It's because your do-while condition is incorrectly constructed.

Think about it. Your condition is quit != 'y' || quit != 'Y'. The || operator will return true if either one of the conditions is true.

The user enters 'Y': So the first condition is satisfied: quit != 'y'. Since you said do-while, so the loop is re-entered.

The user enters 'y': The first condition is not satisfied, but the second one is: quit != 'Y'. So again the loop is re-entered.

This post has been edited by Skydiver: 13 July 2012 - 07:35 AM

[Calamity-1988]

Skydiver, on 13 July 2012 - 07:30 AM, said:

It's because your do-while condition is incorrectly constructed.

Think about it. Your condition is quit != 'y' || quit != 'Y'.

The user enters 'Y': So the first condition is satisfied: quit != 'y'. Since you said do-while, so the loop is re-entered.
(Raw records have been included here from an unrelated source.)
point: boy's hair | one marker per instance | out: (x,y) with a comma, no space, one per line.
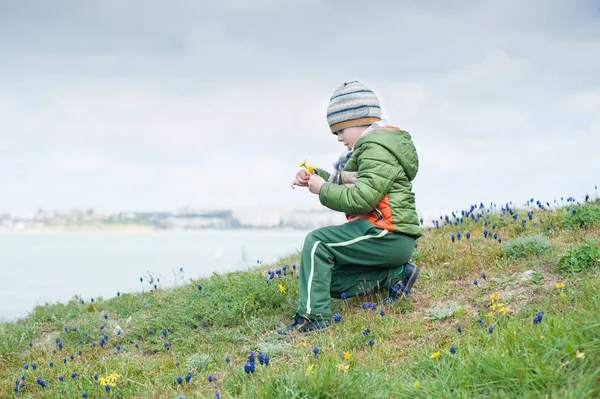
(352,104)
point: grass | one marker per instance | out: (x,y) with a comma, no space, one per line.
(209,320)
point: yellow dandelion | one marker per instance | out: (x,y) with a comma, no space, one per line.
(308,370)
(343,368)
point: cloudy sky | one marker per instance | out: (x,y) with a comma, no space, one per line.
(152,105)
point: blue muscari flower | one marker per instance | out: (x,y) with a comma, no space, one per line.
(249,367)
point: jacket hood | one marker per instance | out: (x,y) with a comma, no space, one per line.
(399,143)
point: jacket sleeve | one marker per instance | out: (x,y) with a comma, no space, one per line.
(377,170)
(324,174)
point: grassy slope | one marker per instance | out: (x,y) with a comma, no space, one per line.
(237,313)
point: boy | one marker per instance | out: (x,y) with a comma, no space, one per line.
(371,183)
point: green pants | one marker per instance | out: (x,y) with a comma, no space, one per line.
(354,258)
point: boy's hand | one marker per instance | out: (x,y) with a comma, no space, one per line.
(301,178)
(315,182)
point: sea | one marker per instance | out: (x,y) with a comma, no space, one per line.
(39,267)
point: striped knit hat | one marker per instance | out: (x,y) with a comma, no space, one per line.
(352,104)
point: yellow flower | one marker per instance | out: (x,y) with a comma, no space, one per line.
(343,368)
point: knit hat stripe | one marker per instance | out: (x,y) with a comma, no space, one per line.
(352,109)
(353,122)
(352,92)
(352,104)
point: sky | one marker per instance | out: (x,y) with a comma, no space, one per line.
(158,105)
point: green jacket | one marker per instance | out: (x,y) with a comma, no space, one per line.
(376,182)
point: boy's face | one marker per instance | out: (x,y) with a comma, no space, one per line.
(350,135)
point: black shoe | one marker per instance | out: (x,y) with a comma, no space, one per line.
(301,324)
(402,288)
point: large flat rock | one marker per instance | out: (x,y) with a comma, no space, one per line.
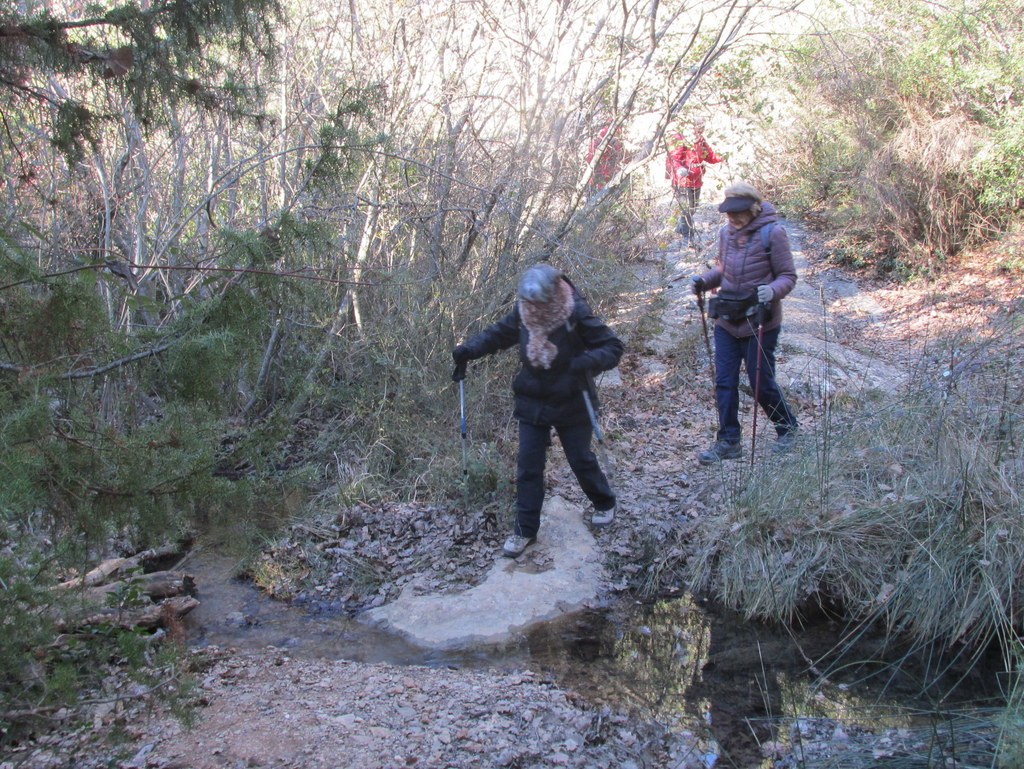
(559,573)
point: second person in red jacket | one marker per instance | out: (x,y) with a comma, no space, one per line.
(684,166)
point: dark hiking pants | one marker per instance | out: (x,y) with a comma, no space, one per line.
(729,353)
(534,442)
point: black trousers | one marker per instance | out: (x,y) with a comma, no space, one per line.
(534,442)
(687,199)
(729,354)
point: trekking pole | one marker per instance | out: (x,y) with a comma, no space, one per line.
(597,429)
(462,429)
(704,324)
(762,309)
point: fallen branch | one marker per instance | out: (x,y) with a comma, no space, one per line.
(148,617)
(110,567)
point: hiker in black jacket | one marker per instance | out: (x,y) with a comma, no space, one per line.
(560,343)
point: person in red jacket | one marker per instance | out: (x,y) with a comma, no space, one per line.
(755,265)
(684,166)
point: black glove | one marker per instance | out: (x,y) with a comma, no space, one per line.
(581,365)
(461,356)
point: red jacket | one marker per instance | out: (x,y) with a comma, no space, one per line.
(685,162)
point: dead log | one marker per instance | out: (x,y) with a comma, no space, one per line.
(113,566)
(148,617)
(157,586)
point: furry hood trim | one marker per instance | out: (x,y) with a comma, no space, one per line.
(543,317)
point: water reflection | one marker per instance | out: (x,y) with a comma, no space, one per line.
(734,681)
(726,680)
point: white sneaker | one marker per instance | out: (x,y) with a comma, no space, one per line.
(515,544)
(602,518)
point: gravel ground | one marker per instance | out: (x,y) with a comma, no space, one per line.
(268,710)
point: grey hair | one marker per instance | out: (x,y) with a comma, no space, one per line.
(539,283)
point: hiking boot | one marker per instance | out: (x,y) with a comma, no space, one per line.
(722,450)
(602,518)
(515,544)
(785,442)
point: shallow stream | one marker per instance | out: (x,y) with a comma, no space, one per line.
(673,657)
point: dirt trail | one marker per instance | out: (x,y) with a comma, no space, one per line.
(268,710)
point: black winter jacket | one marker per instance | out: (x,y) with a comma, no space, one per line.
(553,396)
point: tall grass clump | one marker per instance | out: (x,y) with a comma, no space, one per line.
(905,516)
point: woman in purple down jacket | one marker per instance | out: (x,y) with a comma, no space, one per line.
(754,260)
(560,342)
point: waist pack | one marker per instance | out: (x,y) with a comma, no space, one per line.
(732,305)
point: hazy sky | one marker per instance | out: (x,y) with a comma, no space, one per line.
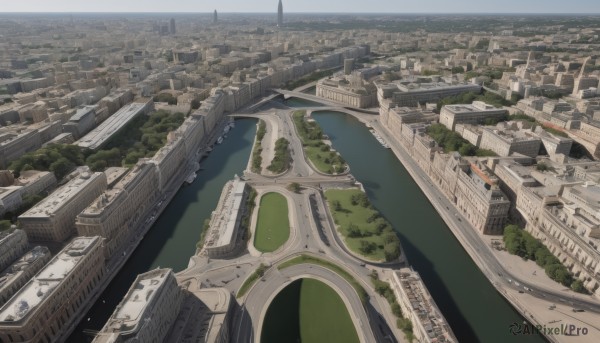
(379,6)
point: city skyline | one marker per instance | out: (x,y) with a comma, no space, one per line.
(314,6)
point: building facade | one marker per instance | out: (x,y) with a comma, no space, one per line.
(147,311)
(474,114)
(52,300)
(21,271)
(13,244)
(53,219)
(115,214)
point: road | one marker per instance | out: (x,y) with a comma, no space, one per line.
(311,231)
(479,251)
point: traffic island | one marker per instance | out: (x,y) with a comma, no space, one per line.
(273,225)
(311,311)
(320,155)
(365,231)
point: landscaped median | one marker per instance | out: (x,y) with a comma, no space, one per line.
(365,231)
(362,294)
(319,153)
(257,274)
(256,165)
(272,225)
(281,160)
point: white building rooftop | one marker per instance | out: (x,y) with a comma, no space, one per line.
(140,295)
(51,204)
(45,282)
(100,135)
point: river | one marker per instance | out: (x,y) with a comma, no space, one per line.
(172,239)
(473,308)
(475,311)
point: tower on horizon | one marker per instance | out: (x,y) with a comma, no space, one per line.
(280,14)
(172,28)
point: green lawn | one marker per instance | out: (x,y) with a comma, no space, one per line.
(365,231)
(308,311)
(273,226)
(362,294)
(323,315)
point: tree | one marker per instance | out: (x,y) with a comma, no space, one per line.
(576,286)
(396,309)
(5,225)
(458,70)
(367,247)
(337,206)
(61,167)
(391,251)
(295,187)
(353,231)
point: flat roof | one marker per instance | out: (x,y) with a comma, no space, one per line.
(232,214)
(433,86)
(140,295)
(61,196)
(41,286)
(100,135)
(224,224)
(82,112)
(22,264)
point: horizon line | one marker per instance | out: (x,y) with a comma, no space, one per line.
(304,12)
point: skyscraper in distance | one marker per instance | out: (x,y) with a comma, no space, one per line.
(172,26)
(280,14)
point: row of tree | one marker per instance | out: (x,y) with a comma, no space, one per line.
(281,159)
(57,158)
(142,138)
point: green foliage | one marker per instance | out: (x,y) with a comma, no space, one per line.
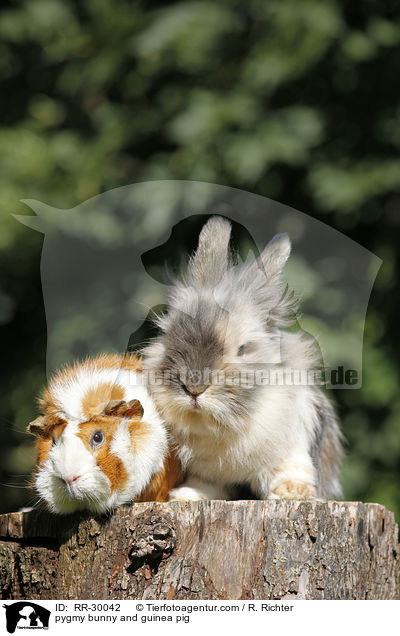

The user enters 'y': The first condition is not satisfied, but the second one is: quit != 'Y'. So again the loop is re-entered.

So how would I go about having the loop terminate if the user enters 'y' or 'Y'? Is that possible?

[redhat69]

I don't think there is a way too. Is it really that imortant to distinguish between upper and lower case chars in this program? Just seems like a dumb task that doesn't need to be done.

[Calamity-1988]

I agree. The entire program is dumb, but it's how I'm learning function prototyping and definitions. I don't plan to include it in the program I submit, I just want to know for my own benefit in the future. But thanks a lot for your help! You and Skydiver both helped me understand why the loop wasn't exiting. :]

[Skydiver]

Yes, it's possible. Express the condition in English (instead of trying to mangle code). You want the exit condition to be if quit is a 'Y' or if quit is a 'y'.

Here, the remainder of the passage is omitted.